The reports have regional specialties and a report template typically only works with one of the currencies. Because the list of currencies never changed, some report developer decided to hard-code the currency keys into the stored procedures that produce the data sets for the compensation reports. For example, I found joins like this one:
LEFT JOIN [CMP_vw_Exchange_Rate] cc ON aa.[Salary_Date_Key] = cc.Date_Key AND cc.[Currency_Key] = 5 -- for Euro
When the data mart was migrated from SQL Server 2008 to SQL Server 2012, some reports started to show compensation figures that were widely inaccurate. I eventually found out that the wrong exchange rates were applied, but why? Nothing had changed in the code or the data. When I dug in further, I noticed that the dimension keys were different.
As you can see, the AUD used to have key 2 in 2008, now it has key 1. Why is that?
To find an explanation, I looked at the SSIS package that populates the dimension table. The package does three separate things with the table:
- It deletes the old values (TRUNCATE)
- It inserts the “NA” row explicitly with the key -1, by wrapping the insert statement in a SET IDENTITY_INSERT ON statement
- It inserts the results of the currency view from the operational system
I was able to show that these 3 steps produce different results between SQL 2008 and SQL 2012 with the following script:
create table ##test ( currency_key int identity(1,1), currency_code char(10) ); set identity_insert ##test on insert ##test (currency_key, currency_code) values (-1, 'NA') set identity_insert ##test off insert into ##test values ('AUD'); insert into ##test values ('CAD'); select * from ##test; drop table ##test;
In SQL 2008, AUD has key 2, in SQL 2012 it has key 1. The reason is that the IDENTITY_INSERT leaves a gap in SQL 2008 when it probably shouldn’t. This was “fixed” in 2012.
Because legacy systems can contain countless traps like this one that are impossible to detect and fix, there is a substantial risk that other things are broken.
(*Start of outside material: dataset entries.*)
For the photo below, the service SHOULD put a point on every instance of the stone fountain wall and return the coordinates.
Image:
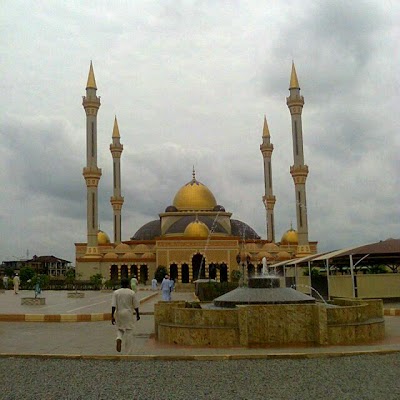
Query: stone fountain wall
(270, 325)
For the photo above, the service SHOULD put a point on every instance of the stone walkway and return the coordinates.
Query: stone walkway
(96, 339)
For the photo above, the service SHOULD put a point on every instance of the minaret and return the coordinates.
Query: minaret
(268, 199)
(298, 170)
(91, 173)
(116, 200)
I got my hopes up about a broad safety measure when I read about Trace Flag 272 here and here. When I applied it to my development instance of SQL 2012, my keys did not revert back to the SQL 2008 values, unfortunately. Either I did not make the configuration change correctly, or it has no influence on this particular issue.
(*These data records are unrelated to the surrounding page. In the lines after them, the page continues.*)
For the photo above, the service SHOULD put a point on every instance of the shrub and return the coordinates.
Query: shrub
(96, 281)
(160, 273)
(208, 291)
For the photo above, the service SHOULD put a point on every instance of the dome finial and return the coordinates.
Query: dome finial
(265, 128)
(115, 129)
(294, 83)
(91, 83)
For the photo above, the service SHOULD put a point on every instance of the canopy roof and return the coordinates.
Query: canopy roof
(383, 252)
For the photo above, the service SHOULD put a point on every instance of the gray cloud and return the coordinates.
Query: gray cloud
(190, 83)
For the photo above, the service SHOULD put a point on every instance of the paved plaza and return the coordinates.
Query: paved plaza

As a crude workaround I am now inserting a dummy value after the IDENTITY_INSERT OFF operation, like so:
insert ##test values ('dummy') delete from ##test where currency_code = 'dummy'
This increments the seed by 1 and the remaining rows have the same keys as in the 2008 instance. However, other dimensions may have the same issue that may not surface for months or years. Fingers crossed. Thanks, Microsoft.